12 step recovery communities have a lot of what-you-might-call sayings - fortune-cookie-sized chunks of language that get repeated a lot and tend to be a clear tell that someone’s spent time around sober people. These sayings are things like “one day at a time”, “it works if you work it”, “fake it ‘til you make it”, “we’re as sick as our secrets”, etc. They might be said a lot because they contain deep truth for lots of people, or they might be said a lot because they’re just noises people make to assert that they belong somewhere.
Either way, they’re everywhere in recovery, and I’ve come across a lot of them. “Fake it ‘til you make it” in particular impacted my recovery journey, in a bad way. Taken charitably it’s a suggestion to get into action even when you don’t immediately feel willing to do so, a suggestion that the rewards for working a program await you even if you can’t conceive of them yet and even if you feel deeply convinced that they don’t exist. I can see that meaning now, with years of sobriety behind me, but early on I took it as an endorsement of lying. I figured that all I had to do to get sober was to look sober, to go to meetings and have the best-sounding shares and to present as if I had no problems or challenges at all. Who goes to recovery meetings to try and impress people? I did! I was an atheist (and remain so, though it has become softer and more complex), so the capital-G God word generated a ton of friction in me that I never shared with anyone, since I wanted to fake it ‘til I made it. Eventually it became clear (to me, and almost certainly to others) that I didn’t actually want to stop drinking so much as I wanted the consequences of my drinking to go away, and then I figured that if I could lie about believing in God then I could lie about not drinking too. And so for some time I was drinking and going to meetings, figuring that I could have it all if I just drank in total isolation and made sober-sounding noises to everyone in my life, which was isolating in a profound way that’s very difficult to understand if you haven’t lived something like it yourself.
What got me out of that, sort of, was another of the sayings mentioned above, “we’re as sick as our secrets”. At the core of my alcoholic misery was isolation, which drunkenness deepened even as it brought me temporary relief. I was drinking alone to relieve the pain of being a lonely drunk! One of the core drivers of my drinking was a need to feel in control, of my feelings and of other people’s perceptions of me, hence all of the intoxication and deception - the only way out of it was to relinquish the control I was seeking, to feel what I didn’t want to feel and to share what I wanted to hide.
Mercifully, 12 step programs exist and helped me tremendously in being able to share my feelings with people uniquely positioned to understand them and being able to communicate what I had to communicate even when I thought it made me look bad or might in any way lead to a result I didn’t desire.
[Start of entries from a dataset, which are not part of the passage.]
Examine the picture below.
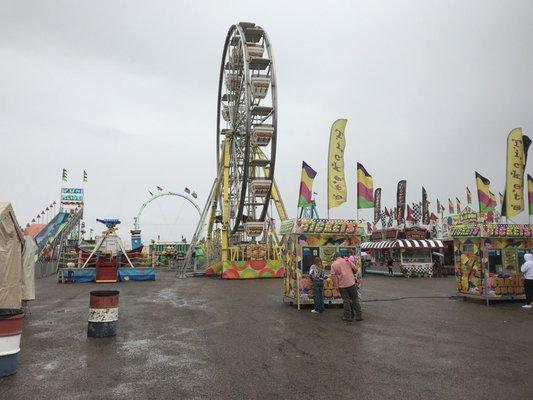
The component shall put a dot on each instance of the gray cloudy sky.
(127, 91)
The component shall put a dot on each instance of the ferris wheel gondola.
(247, 117)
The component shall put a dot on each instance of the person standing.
(343, 272)
(527, 271)
(316, 272)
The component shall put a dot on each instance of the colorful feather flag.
(513, 196)
(450, 207)
(425, 207)
(487, 200)
(530, 193)
(306, 185)
(365, 188)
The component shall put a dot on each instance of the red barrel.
(10, 333)
(103, 313)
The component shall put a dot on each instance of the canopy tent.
(403, 244)
(12, 276)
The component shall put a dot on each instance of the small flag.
(365, 188)
(468, 196)
(485, 197)
(306, 185)
(530, 193)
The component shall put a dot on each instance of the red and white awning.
(403, 244)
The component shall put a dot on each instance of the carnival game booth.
(411, 250)
(305, 239)
(488, 259)
(108, 262)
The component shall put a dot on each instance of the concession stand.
(411, 250)
(305, 239)
(488, 259)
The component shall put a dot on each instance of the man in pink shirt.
(343, 272)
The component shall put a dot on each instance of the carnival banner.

I don’t really have secrets anymore, at least not in the way that I once did - what does tend to happen is that the old tendency to sit on unfavorable feelings kicks in and I find myself frustrated and resentful and tired seemingly out of nowhere because I haven’t acknowledged what I need to acknowledge, within myself or between me and other people. Speaking it out loud, sharing what is really there for me deep down, doesn’t so much release the truth as much as release me - it releases me from the burden of trying to hide something and deal with it by myself.
I don’t wish addiction upon anyone, but the recovery part of my life has brought me riches and peace that I wish everyone could have, in at least some version. One core thing that I want to offer to you here, as a piece of hard-won advice: no matter what you’re feeling, no matter what you’ve done or what you think you deserve, always always always make sure that at least one other person out there knows exactly how you feel.